4. Medical Assistance Dogs
Medical alert assistance dogs are trained to detect a change in odour from their human which indicates an upcoming medical emergency. This allows their owner to seek help so they can get the medical support they need.
Medical assistance dogs support people with diabetes, epilepsy, allergies, addison's disease, Postural Orthostatic Tachycardia Syndrome and more.
5. Autism Assistance Dogs
Autism assistance dogs are trained to support people with autism and their families.
From providing companionship, encouraging exercise, and even providing Deep Pressure Therapy to aid relaxation - autism dogs are incredible!
People with autism can sometimes find social settings difficult to navigate. An autism dog is there to reassure, reduce anxiety, and provide relief from sensory stimulation.
6. PTSD Assistance Dogs
Assistance dogs can be trained to support people suffering with post traumatic stress syndrome. Whether through working for the armed forces or emergency services, or from traumatic life events, these people can benefit hugely from having a PTSD support dog.
Service Dogs UK provides assistance dogs free of charge to veterans needing support. These dogs are trained to help their humans through difficult experiences, such as flashbacks, nightmares, and anxiety in social situations.
Dual Purpose Assistance Dogs help their handler with more than one health problem. A guide dog may also be trained to do medical alerts for seizures, for example.
7. Therapy Dogs
Therapy dogs provide emotional support to people in a wide variety of ways. From visiting care homes, hospitals, and even being resident school therapy dogs, these dogs provide therapeutic relief to people in many walks of life.

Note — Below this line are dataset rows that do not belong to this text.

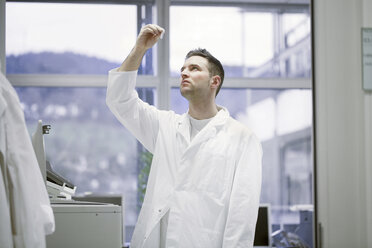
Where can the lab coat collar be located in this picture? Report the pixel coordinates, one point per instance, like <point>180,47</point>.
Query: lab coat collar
<point>208,131</point>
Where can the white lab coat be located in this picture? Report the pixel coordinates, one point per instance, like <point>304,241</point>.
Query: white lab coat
<point>210,187</point>
<point>25,212</point>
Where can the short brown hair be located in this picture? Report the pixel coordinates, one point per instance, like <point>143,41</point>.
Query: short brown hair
<point>214,65</point>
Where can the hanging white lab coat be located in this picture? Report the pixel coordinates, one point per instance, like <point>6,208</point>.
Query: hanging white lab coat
<point>209,187</point>
<point>29,217</point>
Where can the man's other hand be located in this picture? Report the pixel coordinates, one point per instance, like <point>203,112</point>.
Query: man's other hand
<point>148,36</point>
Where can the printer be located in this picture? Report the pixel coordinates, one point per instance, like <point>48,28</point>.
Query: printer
<point>78,223</point>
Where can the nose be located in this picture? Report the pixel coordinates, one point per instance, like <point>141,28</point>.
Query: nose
<point>184,74</point>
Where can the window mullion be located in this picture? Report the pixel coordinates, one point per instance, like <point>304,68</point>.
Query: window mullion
<point>163,90</point>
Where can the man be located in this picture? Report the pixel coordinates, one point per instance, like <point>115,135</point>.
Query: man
<point>204,185</point>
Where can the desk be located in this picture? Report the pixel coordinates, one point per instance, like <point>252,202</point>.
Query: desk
<point>83,226</point>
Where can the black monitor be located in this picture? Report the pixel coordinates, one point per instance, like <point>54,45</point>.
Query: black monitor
<point>262,237</point>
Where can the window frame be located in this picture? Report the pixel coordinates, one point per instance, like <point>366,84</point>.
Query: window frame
<point>161,80</point>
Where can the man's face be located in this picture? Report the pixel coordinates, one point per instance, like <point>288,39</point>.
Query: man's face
<point>195,78</point>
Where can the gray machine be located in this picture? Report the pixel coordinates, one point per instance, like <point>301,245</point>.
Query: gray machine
<point>79,224</point>
<point>86,225</point>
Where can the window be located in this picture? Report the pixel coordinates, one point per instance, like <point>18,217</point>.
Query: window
<point>68,38</point>
<point>250,43</point>
<point>58,62</point>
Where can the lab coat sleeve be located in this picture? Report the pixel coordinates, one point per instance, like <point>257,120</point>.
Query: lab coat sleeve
<point>245,196</point>
<point>140,118</point>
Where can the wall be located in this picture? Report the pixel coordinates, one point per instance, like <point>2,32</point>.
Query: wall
<point>343,124</point>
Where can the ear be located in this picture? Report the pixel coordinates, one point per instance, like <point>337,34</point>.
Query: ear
<point>215,82</point>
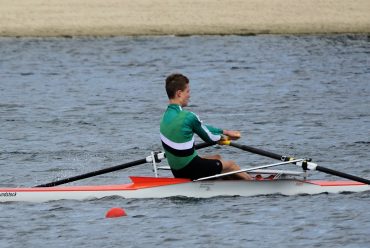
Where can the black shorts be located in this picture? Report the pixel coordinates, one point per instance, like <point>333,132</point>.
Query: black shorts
<point>199,167</point>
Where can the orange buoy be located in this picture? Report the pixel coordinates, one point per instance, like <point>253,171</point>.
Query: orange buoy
<point>115,213</point>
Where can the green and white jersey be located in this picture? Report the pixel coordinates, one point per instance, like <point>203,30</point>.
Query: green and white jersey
<point>177,135</point>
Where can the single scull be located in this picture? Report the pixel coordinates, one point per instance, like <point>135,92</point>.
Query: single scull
<point>266,182</point>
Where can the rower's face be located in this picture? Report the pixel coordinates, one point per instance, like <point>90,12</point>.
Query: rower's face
<point>185,96</point>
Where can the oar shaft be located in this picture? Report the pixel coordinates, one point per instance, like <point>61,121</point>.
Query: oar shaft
<point>93,173</point>
<point>304,165</point>
<point>110,169</point>
<point>260,152</point>
<point>342,174</point>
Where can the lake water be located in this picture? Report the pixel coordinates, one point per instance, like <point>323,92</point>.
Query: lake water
<point>70,106</point>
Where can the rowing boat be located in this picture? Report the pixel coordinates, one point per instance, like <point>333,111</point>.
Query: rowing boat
<point>266,182</point>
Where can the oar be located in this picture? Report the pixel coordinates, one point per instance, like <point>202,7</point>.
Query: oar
<point>305,165</point>
<point>248,169</point>
<point>113,168</point>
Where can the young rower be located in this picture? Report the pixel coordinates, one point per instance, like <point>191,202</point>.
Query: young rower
<point>177,130</point>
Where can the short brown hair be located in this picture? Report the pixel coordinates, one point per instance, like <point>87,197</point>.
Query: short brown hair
<point>175,82</point>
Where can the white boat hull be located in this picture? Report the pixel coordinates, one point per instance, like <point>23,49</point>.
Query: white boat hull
<point>143,187</point>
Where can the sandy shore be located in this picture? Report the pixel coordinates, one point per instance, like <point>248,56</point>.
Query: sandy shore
<point>181,17</point>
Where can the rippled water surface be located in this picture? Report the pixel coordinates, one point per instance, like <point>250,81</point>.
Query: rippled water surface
<point>69,106</point>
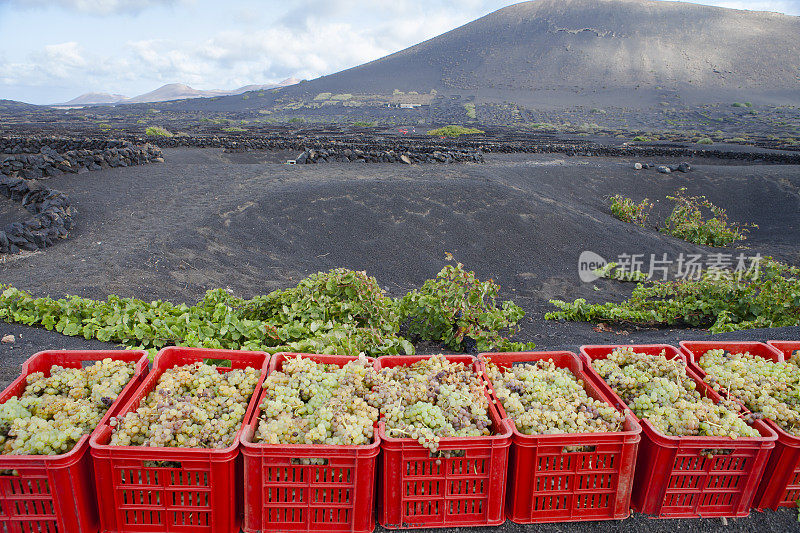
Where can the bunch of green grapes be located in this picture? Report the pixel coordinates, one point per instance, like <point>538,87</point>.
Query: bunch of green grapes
<point>658,389</point>
<point>192,406</point>
<point>55,411</point>
<point>767,388</point>
<point>430,400</point>
<point>542,398</point>
<point>315,403</point>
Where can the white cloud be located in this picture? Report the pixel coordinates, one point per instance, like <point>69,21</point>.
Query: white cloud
<point>94,7</point>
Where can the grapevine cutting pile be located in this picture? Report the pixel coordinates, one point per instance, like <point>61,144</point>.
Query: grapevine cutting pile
<point>430,400</point>
<point>658,389</point>
<point>193,406</point>
<point>55,411</point>
<point>542,398</point>
<point>767,388</point>
<point>315,403</point>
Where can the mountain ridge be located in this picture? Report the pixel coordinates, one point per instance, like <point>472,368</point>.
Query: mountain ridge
<point>171,91</point>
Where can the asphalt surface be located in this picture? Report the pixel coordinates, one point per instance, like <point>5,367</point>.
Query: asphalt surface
<point>205,219</point>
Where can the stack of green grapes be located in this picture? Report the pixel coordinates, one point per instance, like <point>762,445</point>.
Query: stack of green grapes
<point>658,389</point>
<point>54,412</point>
<point>767,388</point>
<point>192,406</point>
<point>542,398</point>
<point>430,400</point>
<point>316,403</point>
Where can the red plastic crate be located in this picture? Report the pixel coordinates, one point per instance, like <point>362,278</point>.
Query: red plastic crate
<point>56,492</point>
<point>780,484</point>
<point>694,350</point>
<point>418,489</point>
<point>200,492</point>
<point>685,477</point>
<point>282,495</point>
<point>547,483</point>
<point>787,348</point>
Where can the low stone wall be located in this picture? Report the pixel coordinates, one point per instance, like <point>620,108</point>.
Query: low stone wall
<point>51,220</point>
<point>514,143</point>
<point>49,162</point>
<point>388,156</point>
<point>34,145</point>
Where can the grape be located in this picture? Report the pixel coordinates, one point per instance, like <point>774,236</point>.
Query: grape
<point>54,412</point>
<point>430,400</point>
<point>192,406</point>
<point>658,389</point>
<point>767,388</point>
<point>316,403</point>
<point>542,398</point>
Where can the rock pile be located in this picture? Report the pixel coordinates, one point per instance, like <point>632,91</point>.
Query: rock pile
<point>388,156</point>
<point>51,220</point>
<point>49,162</point>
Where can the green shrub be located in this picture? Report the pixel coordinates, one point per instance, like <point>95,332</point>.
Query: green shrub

Legally, therapy dogs are not considered assistance dogs, they are invited in to places for the specific role of bringing comfort to people in that environment.
8. Psychiatric Assistance Dogs
Psychiatric assistance dogs support people with mental health issues like bipolar, severe depression, PTSD and severe anxiety.

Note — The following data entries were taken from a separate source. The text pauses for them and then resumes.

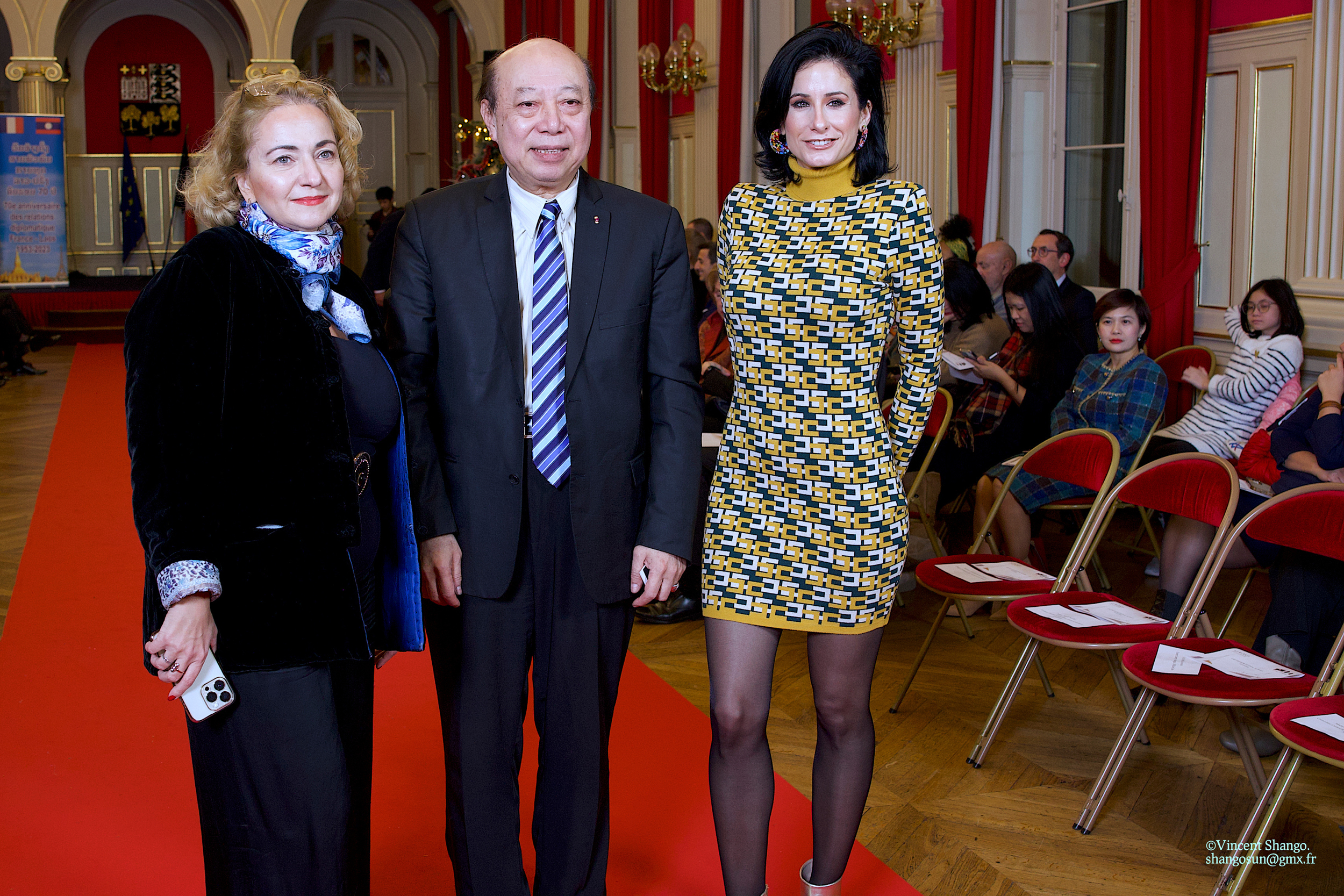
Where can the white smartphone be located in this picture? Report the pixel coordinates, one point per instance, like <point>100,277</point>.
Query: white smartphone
<point>210,693</point>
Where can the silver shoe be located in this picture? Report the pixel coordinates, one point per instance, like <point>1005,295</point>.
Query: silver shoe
<point>812,890</point>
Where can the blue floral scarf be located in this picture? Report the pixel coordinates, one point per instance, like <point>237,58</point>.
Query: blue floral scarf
<point>316,257</point>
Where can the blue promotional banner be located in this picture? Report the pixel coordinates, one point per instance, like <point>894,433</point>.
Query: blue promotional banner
<point>33,214</point>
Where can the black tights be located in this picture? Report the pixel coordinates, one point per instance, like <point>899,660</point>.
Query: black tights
<point>741,773</point>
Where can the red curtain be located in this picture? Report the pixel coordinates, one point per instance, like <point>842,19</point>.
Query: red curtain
<point>655,109</point>
<point>730,97</point>
<point>597,58</point>
<point>975,106</point>
<point>1173,65</point>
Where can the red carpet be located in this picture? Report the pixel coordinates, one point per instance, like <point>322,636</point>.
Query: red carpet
<point>96,793</point>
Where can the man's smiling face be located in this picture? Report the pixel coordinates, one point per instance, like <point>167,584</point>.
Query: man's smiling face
<point>541,116</point>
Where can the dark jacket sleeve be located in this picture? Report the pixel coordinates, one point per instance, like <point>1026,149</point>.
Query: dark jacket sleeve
<point>176,350</point>
<point>675,402</point>
<point>413,346</point>
<point>1304,431</point>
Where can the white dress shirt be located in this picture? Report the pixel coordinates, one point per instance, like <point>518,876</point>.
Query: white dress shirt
<point>526,210</point>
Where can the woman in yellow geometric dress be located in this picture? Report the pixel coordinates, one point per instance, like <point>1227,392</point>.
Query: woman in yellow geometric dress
<point>807,526</point>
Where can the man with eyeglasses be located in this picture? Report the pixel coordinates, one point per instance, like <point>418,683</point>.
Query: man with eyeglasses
<point>1055,252</point>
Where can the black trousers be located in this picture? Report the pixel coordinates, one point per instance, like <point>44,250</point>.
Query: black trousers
<point>482,652</point>
<point>284,779</point>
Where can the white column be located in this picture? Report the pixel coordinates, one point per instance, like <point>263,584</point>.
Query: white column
<point>1324,262</point>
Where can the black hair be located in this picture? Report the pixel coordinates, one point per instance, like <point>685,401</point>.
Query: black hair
<point>1063,245</point>
<point>862,62</point>
<point>1052,329</point>
<point>1289,318</point>
<point>966,291</point>
<point>490,77</point>
<point>1119,299</point>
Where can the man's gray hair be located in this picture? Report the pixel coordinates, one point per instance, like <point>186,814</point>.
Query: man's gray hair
<point>487,92</point>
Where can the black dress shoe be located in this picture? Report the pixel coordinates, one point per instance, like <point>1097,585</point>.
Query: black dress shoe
<point>679,607</point>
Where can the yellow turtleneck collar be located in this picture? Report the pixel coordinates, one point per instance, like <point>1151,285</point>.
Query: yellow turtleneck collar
<point>823,183</point>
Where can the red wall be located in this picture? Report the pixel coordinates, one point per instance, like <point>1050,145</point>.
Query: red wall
<point>146,39</point>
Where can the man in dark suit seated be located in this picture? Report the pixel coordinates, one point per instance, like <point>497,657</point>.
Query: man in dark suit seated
<point>1055,252</point>
<point>542,329</point>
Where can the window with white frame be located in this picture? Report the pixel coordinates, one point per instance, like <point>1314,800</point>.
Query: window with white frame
<point>1100,147</point>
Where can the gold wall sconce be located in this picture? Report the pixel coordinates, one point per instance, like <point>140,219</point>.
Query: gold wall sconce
<point>877,22</point>
<point>683,66</point>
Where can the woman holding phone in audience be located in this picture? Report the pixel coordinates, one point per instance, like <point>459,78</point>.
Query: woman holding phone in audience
<point>818,267</point>
<point>269,480</point>
<point>1120,390</point>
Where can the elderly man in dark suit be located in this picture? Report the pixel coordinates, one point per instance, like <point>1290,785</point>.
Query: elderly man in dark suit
<point>1055,252</point>
<point>544,332</point>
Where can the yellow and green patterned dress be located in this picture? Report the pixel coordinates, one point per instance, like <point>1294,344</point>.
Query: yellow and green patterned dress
<point>807,524</point>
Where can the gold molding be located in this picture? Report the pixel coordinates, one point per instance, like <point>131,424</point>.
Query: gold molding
<point>1302,17</point>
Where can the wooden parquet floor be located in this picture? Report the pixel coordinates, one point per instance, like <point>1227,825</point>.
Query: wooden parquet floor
<point>947,828</point>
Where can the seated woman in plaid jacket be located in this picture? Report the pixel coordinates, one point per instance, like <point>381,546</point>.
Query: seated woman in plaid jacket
<point>1120,390</point>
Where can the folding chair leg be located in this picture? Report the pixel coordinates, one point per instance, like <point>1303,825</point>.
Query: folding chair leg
<point>1045,679</point>
<point>1259,824</point>
<point>1246,747</point>
<point>1237,601</point>
<point>1116,762</point>
<point>1006,698</point>
<point>1127,699</point>
<point>924,649</point>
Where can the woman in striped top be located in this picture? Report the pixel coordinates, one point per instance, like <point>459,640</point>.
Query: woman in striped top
<point>1267,351</point>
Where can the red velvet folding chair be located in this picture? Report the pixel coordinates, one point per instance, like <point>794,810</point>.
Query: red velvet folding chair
<point>1302,742</point>
<point>1182,397</point>
<point>1086,458</point>
<point>1199,486</point>
<point>1310,519</point>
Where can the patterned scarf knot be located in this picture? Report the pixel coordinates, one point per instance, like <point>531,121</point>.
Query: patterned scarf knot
<point>316,257</point>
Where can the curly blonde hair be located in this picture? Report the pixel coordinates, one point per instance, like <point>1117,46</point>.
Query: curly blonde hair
<point>211,190</point>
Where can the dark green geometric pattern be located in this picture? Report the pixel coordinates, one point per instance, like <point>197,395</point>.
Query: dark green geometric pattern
<point>807,524</point>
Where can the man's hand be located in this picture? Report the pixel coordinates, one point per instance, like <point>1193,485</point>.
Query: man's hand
<point>1197,377</point>
<point>441,570</point>
<point>664,572</point>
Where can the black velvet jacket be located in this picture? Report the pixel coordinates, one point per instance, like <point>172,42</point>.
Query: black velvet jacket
<point>235,421</point>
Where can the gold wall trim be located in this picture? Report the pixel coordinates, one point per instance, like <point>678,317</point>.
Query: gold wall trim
<point>1304,17</point>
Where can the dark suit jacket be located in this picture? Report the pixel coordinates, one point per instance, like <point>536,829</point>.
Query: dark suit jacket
<point>632,404</point>
<point>1080,304</point>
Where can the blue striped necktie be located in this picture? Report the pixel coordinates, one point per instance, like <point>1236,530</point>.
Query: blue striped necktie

Through the companionship of an assistance dog, people experiencing severe psychiatric disabilities can enjoy greater independence and relief from the devastating effects of depression and anxiety.
9. Emotional Support Dogs
Emotional support dogs provide companionship and relief from anxiety and stress for their owners.
Unlike other assistance dogs, emotional support animals (ESAs) do not require any formal training. Any animal can offer emotional support to their human, and as such they don’t qualify in the UK for the access rights granted to other assistance dogs.
The ESA Registry UK and others like it offer a registration service for an annual fee. At present, the UK law doesn’t grant access rights to Emotional Support Dogs.
Making access easier for assistance dogs (& their humans)
At Wuffable, we make customised assistance and service dog vests to make access easier for people living with disabilities or impairments.
Assistance dogs don’t legally have to wear a vest or be registered, but having a visible declaration that your dog is at work can make entering shops, restaurants and other public spaces less stressful.
We also provide a free assistance dog law card with every vest order.
Assistance Dog Organisations Vs Owner Trained Assistance Dogs
There are thousands of assistance dogs across the UK working in partnership with their owners to make life more independent, happier, and less isolated. Some are trained by organisations and others are owner trained with the help of skilled professionals.
You can find a list of UK registered assistance dog organisations here or search a worldwide list of assistance dog organisations here.
You don't need to let waiting lists or criteria put you off. If you think having an assistance dog will help you to carry out day to day activities which are otherwise difficult or not possible for you, consider training your own assistance dog.